In recent years, multilayer interconnection structures have been employed to achieve high speed operation and miniaturization of semiconductor devices. However, these structures have raised the problem of wiring delay due to an increase in the overall wiring resistance and parasitic capacitance of the wiring layers.
The use of low resistance wiring material, e.g., copper (Cu), as the interconnection body reduces the wiring resistance. On the other hand, the use of low permittivity or low-k materials, e.g., fluorine added carbon (fluorocarbon: CFx), as the insulating layer reduces the parasitic capacitance. However, despite the convenience of lowering the parasitic capacitance of the multilayer interconnection structures, the fluorocarbon (CFx) layers have not yet been widely used as a part of electronic circuits in semiconductor devices. This is mainly due to the fact that the number of insulating layers or metal layers exhibiting a good adhesion property while stacked on a surface of the fluorocarbon (CFx) layer is considerably restricted.
When fluorocarbon (CFx) is used as the material for insulating layers, the fluorine contained in the fluorocarbon (CFx) layer causes fluorination reaction at the interface between the fluorocarbon (CFx) layer and other metal or insulating layers.
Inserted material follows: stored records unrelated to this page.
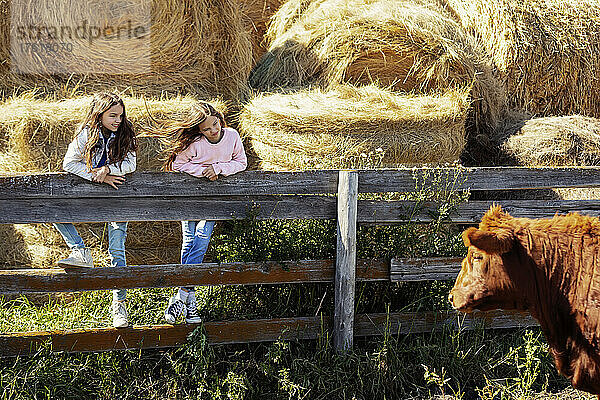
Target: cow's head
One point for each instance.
(485, 281)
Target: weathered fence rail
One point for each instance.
(267, 195)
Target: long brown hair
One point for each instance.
(178, 135)
(124, 141)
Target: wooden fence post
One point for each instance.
(345, 264)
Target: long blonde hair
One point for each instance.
(178, 135)
(124, 141)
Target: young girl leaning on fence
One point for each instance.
(102, 151)
(202, 146)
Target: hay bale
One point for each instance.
(37, 132)
(193, 46)
(556, 141)
(546, 51)
(406, 46)
(40, 245)
(345, 127)
(257, 14)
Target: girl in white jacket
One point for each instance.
(103, 150)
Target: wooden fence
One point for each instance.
(153, 196)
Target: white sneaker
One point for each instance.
(174, 310)
(191, 316)
(78, 258)
(119, 314)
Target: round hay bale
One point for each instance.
(193, 46)
(558, 141)
(406, 46)
(40, 245)
(257, 14)
(354, 127)
(38, 132)
(546, 51)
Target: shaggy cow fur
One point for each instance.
(550, 267)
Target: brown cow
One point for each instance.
(550, 267)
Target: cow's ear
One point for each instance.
(498, 241)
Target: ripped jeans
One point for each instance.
(117, 233)
(196, 236)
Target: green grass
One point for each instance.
(490, 365)
(467, 365)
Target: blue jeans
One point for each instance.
(196, 236)
(117, 233)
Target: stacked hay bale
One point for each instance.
(37, 133)
(546, 51)
(257, 14)
(401, 47)
(557, 141)
(355, 127)
(193, 46)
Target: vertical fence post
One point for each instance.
(345, 264)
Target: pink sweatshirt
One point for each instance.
(227, 156)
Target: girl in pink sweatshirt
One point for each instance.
(202, 146)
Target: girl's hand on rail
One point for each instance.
(209, 172)
(98, 174)
(114, 180)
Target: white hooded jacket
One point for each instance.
(74, 161)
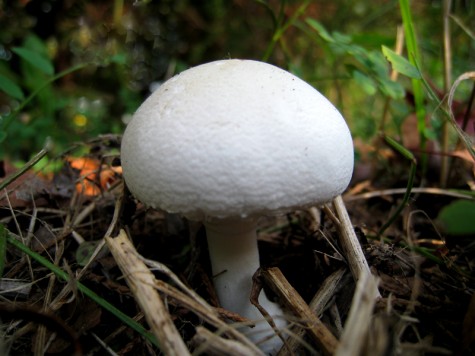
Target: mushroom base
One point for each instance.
(234, 259)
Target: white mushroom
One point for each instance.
(227, 142)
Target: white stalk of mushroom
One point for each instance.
(227, 142)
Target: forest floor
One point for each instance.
(425, 276)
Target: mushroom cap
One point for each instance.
(236, 138)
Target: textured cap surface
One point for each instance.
(236, 138)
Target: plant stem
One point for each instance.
(89, 293)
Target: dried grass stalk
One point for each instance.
(294, 302)
(350, 244)
(142, 284)
(212, 344)
(359, 320)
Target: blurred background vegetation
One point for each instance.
(72, 70)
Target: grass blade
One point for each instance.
(417, 87)
(85, 290)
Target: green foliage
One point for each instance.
(96, 66)
(458, 218)
(401, 64)
(3, 248)
(368, 68)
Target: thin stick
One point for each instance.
(36, 158)
(359, 319)
(289, 296)
(350, 244)
(141, 283)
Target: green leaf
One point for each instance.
(458, 218)
(391, 88)
(3, 248)
(85, 252)
(365, 82)
(317, 26)
(10, 88)
(34, 58)
(401, 64)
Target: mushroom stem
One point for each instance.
(234, 256)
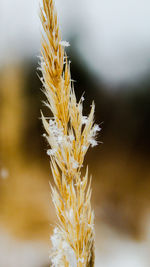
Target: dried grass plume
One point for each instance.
(69, 134)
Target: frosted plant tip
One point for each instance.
(64, 43)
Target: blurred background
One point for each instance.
(110, 54)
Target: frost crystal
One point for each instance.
(56, 132)
(84, 148)
(71, 137)
(81, 260)
(61, 249)
(51, 152)
(4, 173)
(84, 119)
(93, 142)
(64, 43)
(96, 129)
(75, 164)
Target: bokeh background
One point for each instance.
(110, 54)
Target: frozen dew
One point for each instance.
(51, 152)
(84, 119)
(93, 142)
(96, 129)
(75, 164)
(64, 43)
(4, 173)
(81, 260)
(84, 148)
(71, 137)
(61, 249)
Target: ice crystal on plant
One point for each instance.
(64, 43)
(96, 129)
(84, 119)
(51, 152)
(93, 142)
(61, 249)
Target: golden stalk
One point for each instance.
(69, 135)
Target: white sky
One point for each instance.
(113, 36)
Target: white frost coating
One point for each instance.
(51, 152)
(96, 129)
(93, 142)
(64, 43)
(84, 119)
(84, 148)
(4, 173)
(75, 164)
(61, 249)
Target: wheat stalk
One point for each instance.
(69, 135)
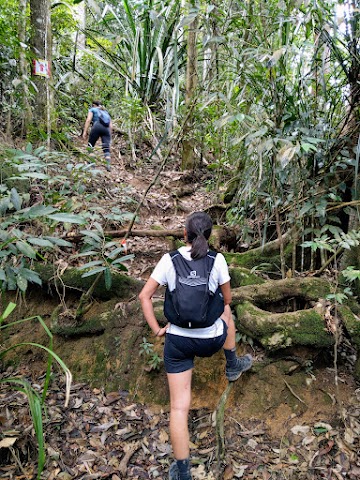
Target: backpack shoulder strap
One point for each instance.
(211, 259)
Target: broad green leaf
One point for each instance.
(8, 310)
(40, 242)
(67, 218)
(90, 264)
(59, 242)
(90, 233)
(93, 272)
(38, 176)
(26, 249)
(107, 278)
(116, 252)
(22, 283)
(30, 275)
(123, 259)
(40, 211)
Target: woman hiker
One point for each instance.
(183, 343)
(99, 129)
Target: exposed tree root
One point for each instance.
(220, 437)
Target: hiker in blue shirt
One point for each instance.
(101, 123)
(186, 340)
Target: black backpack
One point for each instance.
(104, 118)
(191, 304)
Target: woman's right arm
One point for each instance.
(87, 123)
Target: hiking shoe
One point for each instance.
(242, 365)
(174, 472)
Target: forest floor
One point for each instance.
(105, 435)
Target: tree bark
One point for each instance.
(24, 67)
(41, 49)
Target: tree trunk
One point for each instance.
(188, 157)
(24, 67)
(41, 49)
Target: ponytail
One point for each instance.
(198, 229)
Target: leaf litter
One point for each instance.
(109, 436)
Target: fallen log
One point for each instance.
(75, 237)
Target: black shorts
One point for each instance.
(179, 352)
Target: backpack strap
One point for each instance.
(210, 257)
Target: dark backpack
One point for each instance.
(191, 304)
(104, 118)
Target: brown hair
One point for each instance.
(198, 230)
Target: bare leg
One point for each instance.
(180, 400)
(230, 339)
(235, 366)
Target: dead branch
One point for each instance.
(75, 237)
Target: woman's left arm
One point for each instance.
(145, 298)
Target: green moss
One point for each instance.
(241, 277)
(352, 324)
(274, 331)
(122, 286)
(88, 327)
(357, 370)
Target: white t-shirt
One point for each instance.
(164, 274)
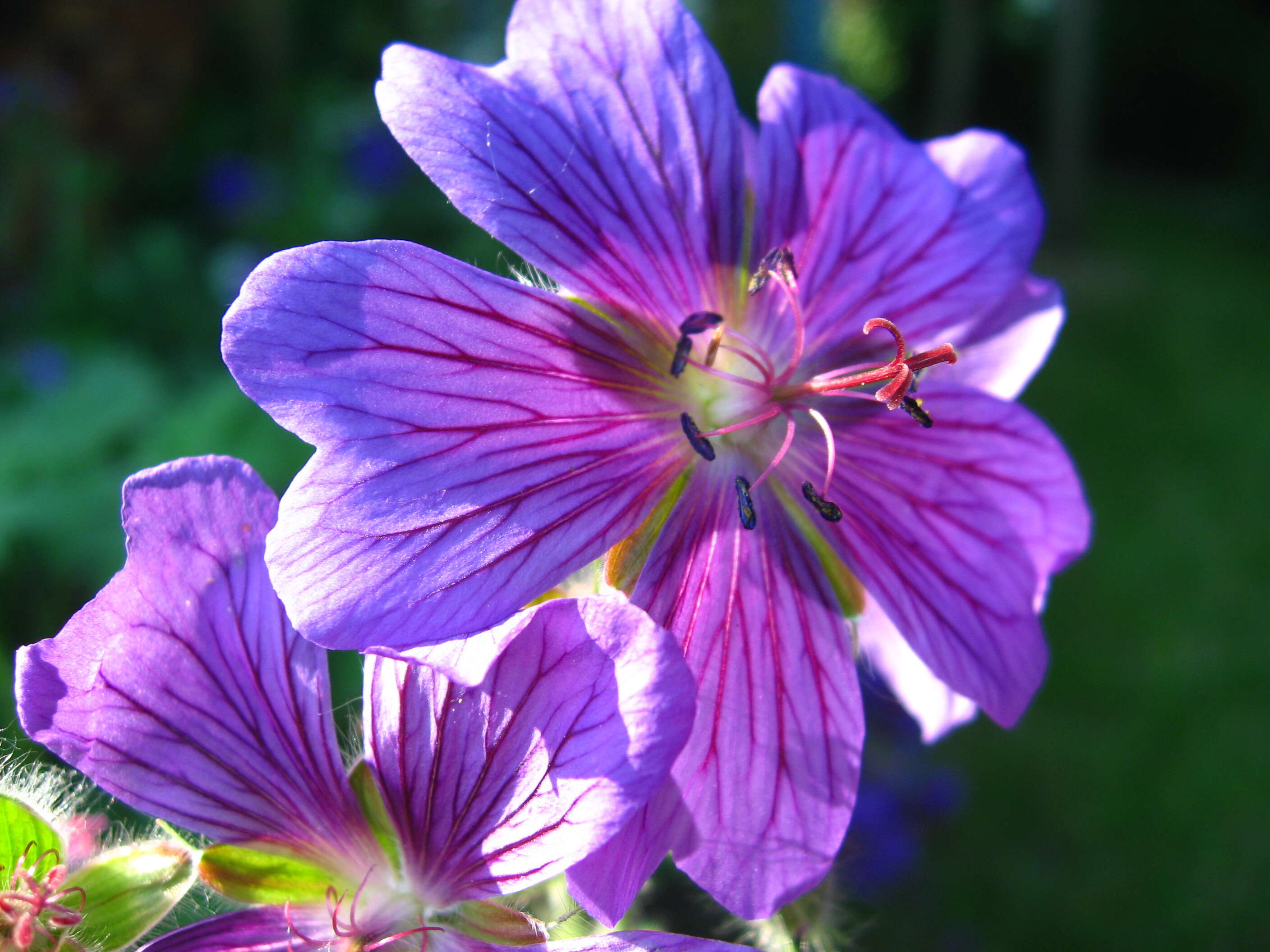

As a result, the adhesiveness between the CFx layer and other metal or insulating layers deteriorates due to generation of fluorine compounds at their interface. It is also assumed that the existence of fluorine compounds, including fluorine ions, within the fluorocarbon (CFx) layer is the major reason for the restricted number of insulating layers or metal layers that may exhibit good adhesion properties at higher temperature regions (more than 350° C.) while stacked on the surface of the fluorocarbon (CFx) layer.
A process for reducing fluorine compounds of the fluorocarbon (CFx) layer is proposed in Japanese Patent Application Publication No. 2006-326041. In this process, a compositional ratio of fluorine to carbon in the fluorocarbon layer (F/C) is reduced by applying a high-frequency (RF) power into the microwave plasma process, which has already been generated for forming the fluorocarbon (CFx) layer. However, similar to the conventional process, fluorine compounds still remain near the surface of the fluorocarbon (CFx) layer after deposition. Therefore, it affects greatly the adhesiveness of the fluorocarbon (CFx) layer with other insulating or metal layers.
The present invention is proposed in view of the above aforementioned problems. The present invention provides a process for forming a fluorocarbon (CFx) layer to suppress the fluorine compounds desorption at higher temperature regions, more than 350° C., while maintaining a low value of permittivity (k: less than 2.6).